= Cheri Maples =

American lawyer

Cheryll Ann Maples (November 1, 1952 - July 27, 2017) was an American police officer, peace activist and dharma instructor, ordained by Thích Nhất Hạnh in January 2008. Maples died on July 27, 2017, aged 64, from complications of injuries sustained in a bicycle crash in September 2016.

==Early life==
Maples was born in Fort Sill, Oklahoma and grew up in Oak Creek, Wisconsin. She received an undergraduate degree in social welfare and economics from University of Wisconsin-Milwaukee, a master's degree in social work from University of Wisconsin-Madison, and a J.D. from University of Wisconsin Law School.

== Career ==
For 25 years, Maples worked in the criminal justice system, as an assistant attorney general in the Wisconsin Department of Justice, as the head of Probation & Parole for the Wisconsin Department of Corrections, and as a police officer with the City of Madison Police Department, earning the rank of Captain of Personnel and Training.

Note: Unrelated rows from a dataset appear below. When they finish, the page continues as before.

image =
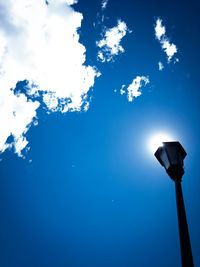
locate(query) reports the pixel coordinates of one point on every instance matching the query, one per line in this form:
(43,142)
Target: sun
(157,139)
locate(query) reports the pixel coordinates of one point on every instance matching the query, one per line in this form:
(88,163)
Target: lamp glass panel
(164,158)
(174,155)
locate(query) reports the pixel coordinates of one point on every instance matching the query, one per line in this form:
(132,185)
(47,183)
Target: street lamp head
(171,156)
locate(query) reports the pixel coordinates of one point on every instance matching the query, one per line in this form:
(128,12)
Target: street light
(171,156)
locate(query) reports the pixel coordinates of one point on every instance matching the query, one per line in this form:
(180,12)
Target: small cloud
(109,45)
(160,66)
(122,91)
(160,32)
(133,90)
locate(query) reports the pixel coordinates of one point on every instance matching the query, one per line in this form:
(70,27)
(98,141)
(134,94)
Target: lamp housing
(171,156)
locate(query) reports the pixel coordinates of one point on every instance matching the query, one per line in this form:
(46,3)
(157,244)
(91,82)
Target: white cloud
(160,65)
(39,43)
(109,46)
(133,90)
(169,48)
(104,4)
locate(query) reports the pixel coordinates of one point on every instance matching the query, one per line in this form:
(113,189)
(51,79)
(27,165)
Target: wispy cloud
(133,90)
(160,32)
(109,46)
(39,43)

Before becoming a police officer in 1984, she worked as a community organizer, working in neighborhood centers, deferred prosecution programs, and domestic violence programs, and was the first employee and head of the Wisconsin Coalition against Domestic Violence. Her efforts were on teaching mindfulness and meditation-including to prisoners. She spoke from personal experience about topics such as the effects of secondary trauma on those working in helping professions. She was a member of SnowFlower Sangha in Madison, Wisconsin, where she resided.

Maples had been a lay member of Hanh's Order of Interbeing since 2002. She co-founded the Center for Mindfulness & Justice, a keynote speaker, and an organizational consultant and trainer. Cheri was known for combining the mindfulness tradition of Thích Nhất Hạnh with vipassana practice in her teaching and taught nationally, including with Sharon Salzberg and at Tara Brach's Insight Meditation Community of Washington.

A police officer for 20 years with the Madison Police Department, Maples organized a non-denominational retreat in 2003 with Thích Nhất Hạnh and criminal justice professionals, which received considerable national attention.

An outgrowth of the retreat was a book by Hanh entitled Keeping the Peace: Mindfulness and Public Service, with the foreword by Maples.